Through the NGSmethDB Standalone API Client. This is a multiplatform Python script (http://bioinfo2.ugr.es/NGSmethDB_API/NGSmethDB_API_client.py) running on Linux, Mac OS X and other UNIX systems. It permits to select assembly and samples, download methylation and differential methylation data and computing statistics for different genomic regions based on the coordinates provided as a BED formatted file —the BED format is described in UCSC FAQ (https://genome.ucsc.edu/FAQ/FAQformat.html#format1).

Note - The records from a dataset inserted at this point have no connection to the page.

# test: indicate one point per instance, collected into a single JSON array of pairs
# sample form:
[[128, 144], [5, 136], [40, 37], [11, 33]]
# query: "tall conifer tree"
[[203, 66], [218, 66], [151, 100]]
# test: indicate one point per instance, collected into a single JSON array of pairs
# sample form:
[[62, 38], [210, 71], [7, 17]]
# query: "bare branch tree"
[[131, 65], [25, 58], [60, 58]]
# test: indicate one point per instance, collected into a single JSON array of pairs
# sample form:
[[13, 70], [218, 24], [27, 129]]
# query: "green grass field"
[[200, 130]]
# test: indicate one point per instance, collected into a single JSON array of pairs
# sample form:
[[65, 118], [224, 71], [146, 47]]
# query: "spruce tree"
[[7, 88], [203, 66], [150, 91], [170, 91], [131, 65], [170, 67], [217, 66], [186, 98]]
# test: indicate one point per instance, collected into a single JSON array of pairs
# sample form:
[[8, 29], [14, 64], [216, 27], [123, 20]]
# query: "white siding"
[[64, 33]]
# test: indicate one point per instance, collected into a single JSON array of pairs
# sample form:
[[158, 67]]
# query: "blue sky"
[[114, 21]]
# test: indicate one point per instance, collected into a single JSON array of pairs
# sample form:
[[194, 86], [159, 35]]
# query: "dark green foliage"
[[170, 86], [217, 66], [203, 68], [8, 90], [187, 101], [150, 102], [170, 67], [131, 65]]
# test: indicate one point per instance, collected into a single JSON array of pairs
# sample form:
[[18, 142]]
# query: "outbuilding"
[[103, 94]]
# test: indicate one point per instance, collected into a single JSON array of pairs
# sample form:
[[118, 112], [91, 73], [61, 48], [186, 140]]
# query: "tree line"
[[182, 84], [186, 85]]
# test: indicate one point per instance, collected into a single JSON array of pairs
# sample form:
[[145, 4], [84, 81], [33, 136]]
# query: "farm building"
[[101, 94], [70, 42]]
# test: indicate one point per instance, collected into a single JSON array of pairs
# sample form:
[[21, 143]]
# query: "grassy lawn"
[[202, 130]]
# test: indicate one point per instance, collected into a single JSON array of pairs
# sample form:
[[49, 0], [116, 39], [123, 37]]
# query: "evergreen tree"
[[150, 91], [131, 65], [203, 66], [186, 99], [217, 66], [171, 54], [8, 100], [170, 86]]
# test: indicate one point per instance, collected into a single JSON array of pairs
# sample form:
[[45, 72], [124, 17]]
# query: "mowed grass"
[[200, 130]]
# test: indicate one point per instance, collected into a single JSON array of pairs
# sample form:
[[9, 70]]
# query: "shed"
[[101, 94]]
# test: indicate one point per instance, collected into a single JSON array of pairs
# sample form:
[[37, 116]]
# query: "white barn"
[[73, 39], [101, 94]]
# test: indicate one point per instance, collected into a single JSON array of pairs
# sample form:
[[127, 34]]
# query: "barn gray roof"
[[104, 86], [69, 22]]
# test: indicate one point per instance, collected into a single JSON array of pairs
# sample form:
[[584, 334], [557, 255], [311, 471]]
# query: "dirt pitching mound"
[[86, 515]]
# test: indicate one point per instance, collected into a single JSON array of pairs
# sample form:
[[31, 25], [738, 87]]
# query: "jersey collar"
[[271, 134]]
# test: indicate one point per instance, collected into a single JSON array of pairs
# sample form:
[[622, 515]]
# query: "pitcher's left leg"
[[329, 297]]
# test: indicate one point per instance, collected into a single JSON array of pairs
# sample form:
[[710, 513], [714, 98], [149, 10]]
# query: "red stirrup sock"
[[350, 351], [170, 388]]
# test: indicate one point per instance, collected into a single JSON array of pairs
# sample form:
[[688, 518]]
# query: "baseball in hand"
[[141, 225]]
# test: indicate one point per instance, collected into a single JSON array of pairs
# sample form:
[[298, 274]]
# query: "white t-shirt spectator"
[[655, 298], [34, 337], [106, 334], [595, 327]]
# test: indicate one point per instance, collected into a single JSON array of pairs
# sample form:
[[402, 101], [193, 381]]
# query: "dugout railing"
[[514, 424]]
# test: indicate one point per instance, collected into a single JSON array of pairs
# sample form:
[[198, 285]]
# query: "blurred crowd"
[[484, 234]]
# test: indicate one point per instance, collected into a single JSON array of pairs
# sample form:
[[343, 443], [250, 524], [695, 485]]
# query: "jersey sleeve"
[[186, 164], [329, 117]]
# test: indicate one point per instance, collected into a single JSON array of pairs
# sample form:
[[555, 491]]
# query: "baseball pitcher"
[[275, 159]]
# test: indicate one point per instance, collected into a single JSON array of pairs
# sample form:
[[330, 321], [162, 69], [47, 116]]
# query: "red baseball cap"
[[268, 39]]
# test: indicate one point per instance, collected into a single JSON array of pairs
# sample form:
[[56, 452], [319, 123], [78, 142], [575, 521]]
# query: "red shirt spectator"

Through the NGSmethDB API Virtual Machine. The NGSmethDB API Client has been encapsulated in a VirtualBox (https://www.virtualbox.org/) preconfigured Virtual Machine on which all the dependencies are already installed. The NGSmethDB API VM (http://bioinfo2.ugr.es/NGSmethDB_API/NGSmethDB_API.ova) is platform independent, being able to run on Windows, Linux or Mac desktops.

CONFIDENTIALITY ISSUES

It is increasingly frequent the use of private data that should not abandon the user desktop, particularly in biomedical and biotechnological genome research; therefore, uploading these data to a public server is frequently prohibitive. This is why we implemented the NGSmethDB API server, and developed also a Python standalone client able to programmatically access all the NGSmethDB data while running on the user desktop. The NGSmethDB API client has been already implemented within two multiplatform preconfigured virtual machines coming with all the dependencies installed: (i) the NGSmethDB API virtual machine (http://bioinfo2.ugr.es/NGSmethDB_API/NGSmethDB_API.ova), described in this paper, which allow downloading all the NGSmethDB data (single-cytosine methylation, methylation segments and differentially methylated cytosines); and (ii) MethFlow (http://bioinfo2.ugr.es:8080/MethFlow/) that can be used to obtain methylomes from private WGBS short-read data sets and compare them to the downloaded NGSmethDB methylomes. With these two tools, the user will no longer need to upload private data to any public server to carry out comparative analyses against NGSmethDB data.